Frankfurt/ Main - Die Zeiten für eine Immobilien-Finanzierung sind besser denn je. Experten raten deshalb die Tilgungsrate hochzusetzen. So werden Kreditnehmer schneller schuldenfrei.

"Immobilienkredite waren noch nie so billig wie jetzt", sagt Max Herbst von der unabhängigen FMH-Finanzberatung in Frankfurt am Main. "Und sie gehen immer weiter runter." Solange die Krisen im Irak und in der Ukraine anhielten, werde sich daran auch nichts ändern. Herbst empfiehlt Immobilienkäufern, diese "Extremzinsphase" auch zu nutzen, um in die Tilgung ihres Kredites zu investieren. So werden sie schneller schuldenfrei.

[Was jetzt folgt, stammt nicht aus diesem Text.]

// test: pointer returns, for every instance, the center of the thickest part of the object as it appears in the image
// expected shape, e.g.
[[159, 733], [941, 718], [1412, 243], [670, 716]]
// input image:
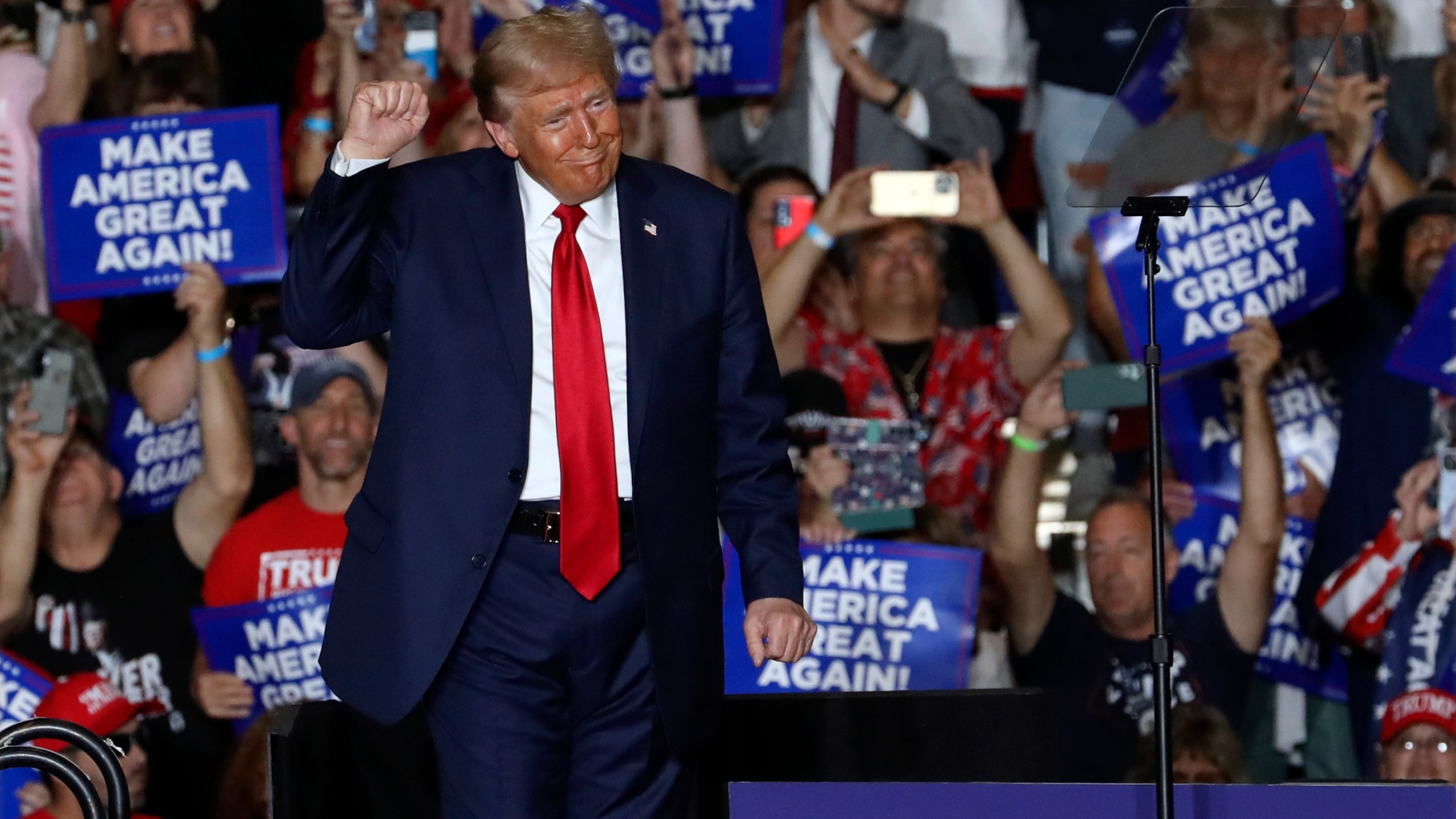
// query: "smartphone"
[[791, 216], [1308, 55], [366, 37], [1360, 55], [51, 391], [1106, 387], [423, 42], [915, 193], [1351, 55]]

"Früher war eine Tilgung von 1 Prozent üblich, vor ein paar Jahren dann 2 Prozent, jetzt ist eine Tilgung von 2,5 Prozent oder mehr sinnvoll", sagt der Experte. Er rät, nach Angeboten mit 15 bis 20 Jahren Zinsbindung und der Möglichkeit, den Kredit in dieser Zeit voll zu tilgen, zu suchen. "Es gibt da momentan sehr viele Angebote."

Ein Beispiel: Eine 300 000 Euro teure Immobilie wird mit einem Darlehen über 200 000 Euro finanziert. Bei einer Zinsbindung von 20 Jahren beträgt der Zinssatz laut FMH derzeit durchschnittlich 2,4 Prozent bei guten Angeboten. Bei einer Tilgung von knapp 4 Prozent und einer Laufzeit von 20 Jahren lägen die monatlichen Kosten bei 1050 Euro, am Ende der Laufzeit wäre der Kredit abbezahlt. Wer eine Laufzeit von 30 Jahren vereinbare, müsste monatlich etwa 820 Euro aufbringen.

(Die genannten Zinssätze wurden erhoben am 22. August 2014.)